Wall Street set for gains as Nvidia’s outlook calms AI demand fears
By Johann M Cherian and Sukriti Gupta
(Reuters) – Wall Street’s main indexes looked set for a higher open on Thursday as AI bellwether Nvidia’s upbeat forecast soothed concerns of cooling demand in the industry, though a jump in weekly jobless claims kept a check on gains.
Nvidia advanced 1.6% in premarket trading – a move much tamer than some of the stock’s recent post-results surges – as the company’s revenue growth slowed further and it forecast first-quarter gross margin slightly below expectations.
Fellow chipmakers Broadcom added 1.8% and Advanced Micro Devices gained 1%.
Megacaps Microsoft and Meta, among Nvidia’s largest customers, rose 0.3% and 1.2%, respectively, bouncing from declines earlier in the month.
The launch of low-cost AI models from China’s DeepSeek in January cooled a two-year, tech-driven bull run on Wall Street, with Nvidia losing half a trillion dollars in market value in a single day. More recently, an analyst report suggesting Microsoft was scrapping some data center leases also raised concerns of overcapacity.
“A lot of the momentum trade, which holds many of these stocks, has been quite volatile,” said Leslie Thompson, co-founder and chief investment officer at Spectrum Wealth Management.
“So the news coming from Nvidia is bringing confidence around the market in general, and obviously to tech specifically.”
At 08:48 a.m. ET, Dow E-minis were up 24 points, or 0.06%, S&P 500 E-minis were up 23.5 points, or 0.39% and Nasdaq 100 E-minis were up 130.5 points, or 0.62%.
Dampening some risk taking, data showed jobless claims stood at 242,000, higher than estimates of 221,000.
The report comes on the heels of multiple data points over the past week that suggested the economy was stalling, fears of which have also put all three major U.S. indexes on track for monthly declines.

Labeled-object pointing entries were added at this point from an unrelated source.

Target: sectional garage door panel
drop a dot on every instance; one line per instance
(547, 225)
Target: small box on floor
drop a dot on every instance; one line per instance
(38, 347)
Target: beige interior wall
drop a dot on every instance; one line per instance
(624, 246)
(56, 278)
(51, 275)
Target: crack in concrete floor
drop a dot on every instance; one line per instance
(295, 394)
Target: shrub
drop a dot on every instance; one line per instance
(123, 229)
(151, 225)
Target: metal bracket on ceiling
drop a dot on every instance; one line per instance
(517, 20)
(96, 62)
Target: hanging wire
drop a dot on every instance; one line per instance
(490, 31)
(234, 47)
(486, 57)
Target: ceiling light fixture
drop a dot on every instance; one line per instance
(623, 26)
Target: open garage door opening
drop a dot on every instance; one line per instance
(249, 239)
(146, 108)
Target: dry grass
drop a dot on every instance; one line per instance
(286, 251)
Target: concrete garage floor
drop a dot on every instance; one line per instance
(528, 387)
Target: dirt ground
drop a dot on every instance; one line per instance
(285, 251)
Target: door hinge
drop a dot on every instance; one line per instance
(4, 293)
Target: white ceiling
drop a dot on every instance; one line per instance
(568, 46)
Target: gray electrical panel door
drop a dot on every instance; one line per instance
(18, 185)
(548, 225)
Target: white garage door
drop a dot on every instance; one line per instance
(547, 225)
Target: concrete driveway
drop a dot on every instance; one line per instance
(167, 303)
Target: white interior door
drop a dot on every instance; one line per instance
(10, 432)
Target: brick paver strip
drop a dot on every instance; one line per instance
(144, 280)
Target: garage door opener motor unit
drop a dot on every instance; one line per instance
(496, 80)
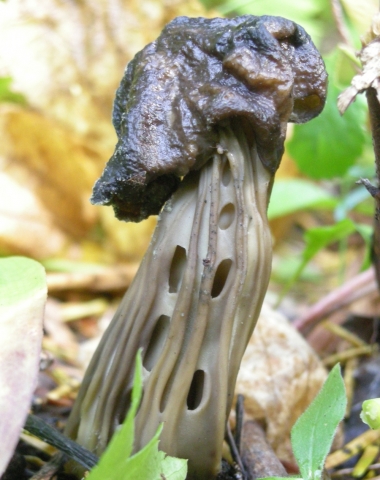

“There has already been a bit of a growth scare in markets after (business activity data) last week came in soft … so this data is going to get a lot of attention,” said Ross Mayfield, investment strategist at Baird.
Separately, a second estimate showed gross domestic product rose by 2.3% in the fourth quarter of 2024 – in line with a previous forecast.
In his latest threats on trade partners, U.S. President Donald Trump floated a 25% “reciprocal” tariff on European cars and other goods.
But he sowed confusion on the timeline of Mexican and Canadian duties after saying they could take effect on April 2, while a White House official said the previous March 4 deadline remained in effect.
Focus will now shift to the monthly Personal Consumption Expenditure data, the Federal Reserve’s preferred inflation gauge, due on Friday.
According to data compiled by LSEG, traders expect the Fed to lower borrowing costs by at least 50 basis points by December.
Comments from policymakers including Thomas Barkin, Jeffrey Schmid, Fed Vice Chair for Supervision Michael Barr and Governor Michelle Bowman are due through the day.
Dow component Salesforce forecast fiscal 2026 revenue below expectations, sending shares of the business software provider down 2.5%.
Snowflake rose 12.6% after the data analytics provider forecast fiscal 2026 product revenue above estimates.
Moderna dropped 3.8% after a report said U.S. health officials were reevaluating a $590 million contract that was awarded to the drugmaker for the development of its bird flu vaccine.